Yes — pick "Claude Code (CLAUDE.md)" from the format dropdown above and copy. Save the file as CLAUDE.md at your repo root. Claude Code reads it automatically on every session. For monorepos, you can also drop nested CLAUDE.md files in subdirectories — Claude merges them when working in those paths.

Where exactly do I put this file?

It depends on the AI tool. Cursor reads .cursorrules or .cursor/rules/*.mdc at the project root. Claude reads CLAUDE.md at the project root. Copilot reads .github/copilot-instructions.md. The "Save at" path under each format in the dropdown shows the exact location for the format you picked.
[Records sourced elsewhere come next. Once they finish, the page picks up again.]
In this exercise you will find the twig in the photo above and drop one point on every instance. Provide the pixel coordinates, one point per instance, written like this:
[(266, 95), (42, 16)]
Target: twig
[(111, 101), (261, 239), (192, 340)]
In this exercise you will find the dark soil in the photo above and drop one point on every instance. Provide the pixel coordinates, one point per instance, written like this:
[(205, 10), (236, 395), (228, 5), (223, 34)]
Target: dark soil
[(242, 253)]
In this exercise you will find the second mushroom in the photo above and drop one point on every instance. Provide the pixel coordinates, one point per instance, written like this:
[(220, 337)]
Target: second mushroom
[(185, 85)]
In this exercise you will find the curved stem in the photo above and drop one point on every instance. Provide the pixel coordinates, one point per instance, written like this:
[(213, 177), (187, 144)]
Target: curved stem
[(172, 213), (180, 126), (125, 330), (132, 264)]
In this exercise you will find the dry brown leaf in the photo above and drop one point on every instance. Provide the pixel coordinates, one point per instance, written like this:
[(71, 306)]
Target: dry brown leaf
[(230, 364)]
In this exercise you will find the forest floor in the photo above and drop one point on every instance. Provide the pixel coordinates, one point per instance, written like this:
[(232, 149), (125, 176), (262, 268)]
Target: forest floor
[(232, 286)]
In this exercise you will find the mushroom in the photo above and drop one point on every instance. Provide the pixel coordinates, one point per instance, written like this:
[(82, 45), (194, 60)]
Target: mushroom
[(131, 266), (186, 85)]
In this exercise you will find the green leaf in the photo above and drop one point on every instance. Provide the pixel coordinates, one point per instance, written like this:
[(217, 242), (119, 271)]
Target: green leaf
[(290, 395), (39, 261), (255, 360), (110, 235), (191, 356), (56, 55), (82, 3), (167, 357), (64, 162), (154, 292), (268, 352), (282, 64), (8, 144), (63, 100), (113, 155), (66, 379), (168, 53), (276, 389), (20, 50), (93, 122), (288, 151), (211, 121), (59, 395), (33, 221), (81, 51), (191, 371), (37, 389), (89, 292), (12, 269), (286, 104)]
Can I customize these Next.js + Prisma rules for my project?

Yes — that's what the generator is for. Click "Open in generator" above and the wizard loads with this stack's defaults pre-selected. Toggle on or off the conventions you want, then re-export in your AI tool's format.

Will using this rules file slow down my AI tool?

No. Rules files count toward the model's context window but not toward latency in any noticeable way. The file is loaded once per session, not per token. The library files target 250–400 lines, well within every tool's recommended budget.

Should I commit this file to git?

Yes. The rules file is project documentation that benefits every developer using the AI tool. Commit it. The exception is personal-global settings (e.g. ~/.claude/CLAUDE.md) which are user-scoped and stay out of the repo.